Nonetheless, the militant group has proven adept at organising forces at the local level.
"Militia defections are particularly helpful for the Taliban because they get all the insider information from these defectors, which makes it very easy for them to launch precise attacks," Mr Jeffery said.
Lashkar Gah is one of three Afghan cities close to being overrun by the militants.
In the capital of neighbouring Kandahar province, often regarded as the city where the Taliban first took root in the country, at least 22,000 families have fled fighting.
Nationally, the number of displaced people in Afghanistan has surged.
According to the UN Office for the Co-ordination of Humanitarian Affairs (OCHA), the number of Afghans fleeing their homes since July last year has increased by 101 per cent.
In the western part of the country, Taliban militants were pushing deeper into the city of Herat on Monday, where the government has also stationed commandos.
But the government strategy of using its best troops in crisis-hit areas could have serious limitations, Mr Jeffery said.
"The Afghan government has been relying mainly on Special Operations Forces [SOF] to hold cities but that has a price," he said.
"It means that these SOF troops are very much overstretched and while they're trying to defend one or two cities, Taliban launch attacks in other areas and quickly end up capturing new areas. Sooner or later, the SOF troops will be too exhausted."
The country's fledgling air force has been conducting strikes against groups of Taliban fighters, with the US Air Force joining, although in a limited capacity.
That has led to a surge in civilian casualties in towns such as Lashkar Gah, according to Doctors Without Borders.
Afghan President Ashraf Ghani blamed the country's deteriorating security situation on Washington's decision to rapidly withdraw.
"The reason for our current situation is that the decision was taken abruptly," he told Parliament on Monday.
Mr Ghani said he had warned Washington that the withdrawal would have consequences.
A turning point in Helmand
The capture of Lashkar Gah would be hugely symbolic for the Taliban. Helmand province saw some of the bloodiest fighting in the conflict between international forces and the Taliban after 2001, with British forces facing almost siege-like conditions in remote outposts in 2006.
Later, when US president Barack Obama decided to "surge" US forces into the country in a final push to crush the Taliban, Helmand was once again in the spotlight.
US Marines fought a vicious campaign to gain control of districts including Garmsir in the north of the province and Marjah in the centre, through 2009-2011.
But the stalemate could not be broken and the province remains an important centre for poppy cultivation for the production of opium. Between 2019 and 2020, the UN Office on Drugs and Crime reported a 37 per cent increase in cultivation of the plant.
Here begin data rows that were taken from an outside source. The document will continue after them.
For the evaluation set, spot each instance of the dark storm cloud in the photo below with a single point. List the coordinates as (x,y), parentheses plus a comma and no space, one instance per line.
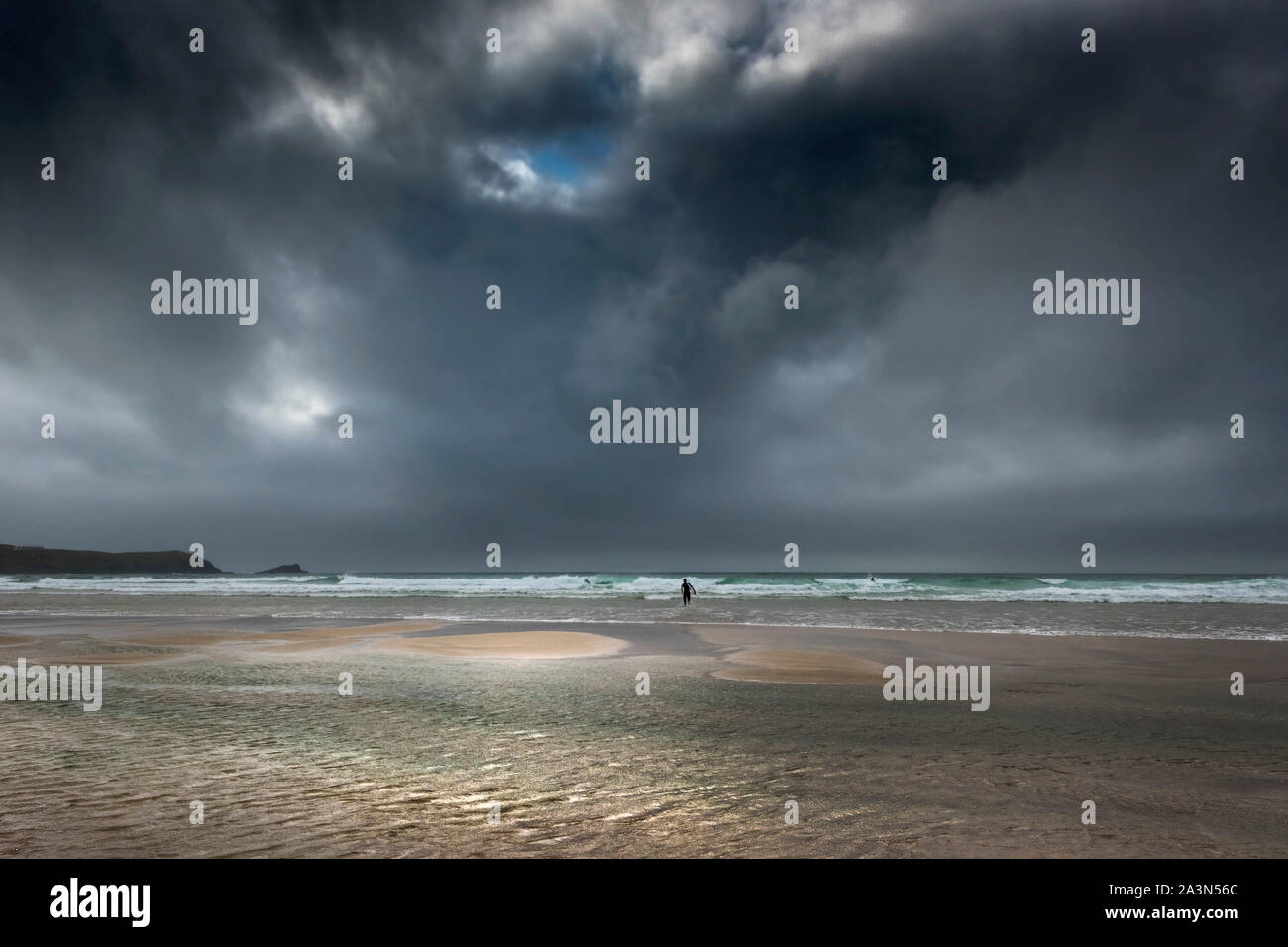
(767,169)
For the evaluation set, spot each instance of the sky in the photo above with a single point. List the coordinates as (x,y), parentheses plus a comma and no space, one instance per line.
(767,167)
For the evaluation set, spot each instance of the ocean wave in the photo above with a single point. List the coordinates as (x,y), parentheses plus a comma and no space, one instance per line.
(662,586)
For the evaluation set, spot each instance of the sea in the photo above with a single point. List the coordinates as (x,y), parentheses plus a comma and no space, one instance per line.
(1132,604)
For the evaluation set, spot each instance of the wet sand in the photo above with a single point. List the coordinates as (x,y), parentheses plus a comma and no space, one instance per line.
(445,720)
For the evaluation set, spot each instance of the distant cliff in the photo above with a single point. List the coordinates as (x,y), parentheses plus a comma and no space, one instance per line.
(38,561)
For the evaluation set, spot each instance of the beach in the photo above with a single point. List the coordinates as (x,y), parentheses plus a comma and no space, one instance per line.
(243,719)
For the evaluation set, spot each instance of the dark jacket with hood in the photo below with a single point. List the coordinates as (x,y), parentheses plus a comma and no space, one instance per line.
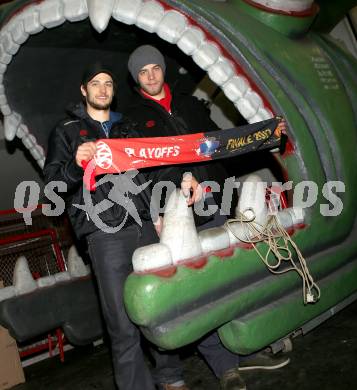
(61,165)
(188,115)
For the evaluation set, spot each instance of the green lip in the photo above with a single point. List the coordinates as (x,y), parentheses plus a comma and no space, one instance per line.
(301,75)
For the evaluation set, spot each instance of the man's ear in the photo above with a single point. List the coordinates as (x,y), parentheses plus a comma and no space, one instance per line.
(83,90)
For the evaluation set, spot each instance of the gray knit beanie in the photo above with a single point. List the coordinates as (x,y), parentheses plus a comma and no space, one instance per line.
(142,56)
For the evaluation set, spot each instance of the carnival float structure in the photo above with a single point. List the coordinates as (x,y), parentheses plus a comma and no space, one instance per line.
(268,58)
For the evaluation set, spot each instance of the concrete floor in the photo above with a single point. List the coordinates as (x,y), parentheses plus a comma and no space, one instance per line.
(323,359)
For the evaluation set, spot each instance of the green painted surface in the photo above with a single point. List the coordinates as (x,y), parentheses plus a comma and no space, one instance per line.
(301,79)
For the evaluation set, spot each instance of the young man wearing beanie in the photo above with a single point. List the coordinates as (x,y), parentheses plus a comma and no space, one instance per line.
(159,111)
(71,146)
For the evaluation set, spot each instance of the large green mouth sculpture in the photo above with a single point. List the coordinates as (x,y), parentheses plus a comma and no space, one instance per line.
(266,62)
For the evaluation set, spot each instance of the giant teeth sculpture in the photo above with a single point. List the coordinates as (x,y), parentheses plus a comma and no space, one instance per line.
(178,240)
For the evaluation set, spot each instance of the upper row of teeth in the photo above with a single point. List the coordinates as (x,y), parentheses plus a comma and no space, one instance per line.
(151,16)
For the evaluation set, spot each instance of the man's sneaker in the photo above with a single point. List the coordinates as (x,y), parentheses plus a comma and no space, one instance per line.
(263,361)
(231,380)
(168,386)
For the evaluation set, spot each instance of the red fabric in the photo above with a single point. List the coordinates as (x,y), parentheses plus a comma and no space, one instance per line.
(164,102)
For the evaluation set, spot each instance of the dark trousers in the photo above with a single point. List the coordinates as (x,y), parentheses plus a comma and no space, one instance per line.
(111,259)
It remains to be seen whether Afghan forces will have any more success than foreign troops.
But Mr Jeffery says that the loss of one of the three cities now besieged – Kandahar, Lashkar Gah and Herat – is not a given.
"I still think that it won't be very easy for the Taliban to capture key cities," he said.
"They are very close to capturing Lashkar Gah for instance, but even there, their advances can be rolled back in coming hours or days."
Some cities might hold due to specific local factors, such as the presence of experienced commanders.
"Herat city will hold as long as Ismail Khan [a commander with notable combat experience] is fighting, and his militiamen don't surrender," Mr Jeffery said.
"Ismail Khan, being a war veteran that he is, knows very well that SOF troops alone cannot be expected to hold the city."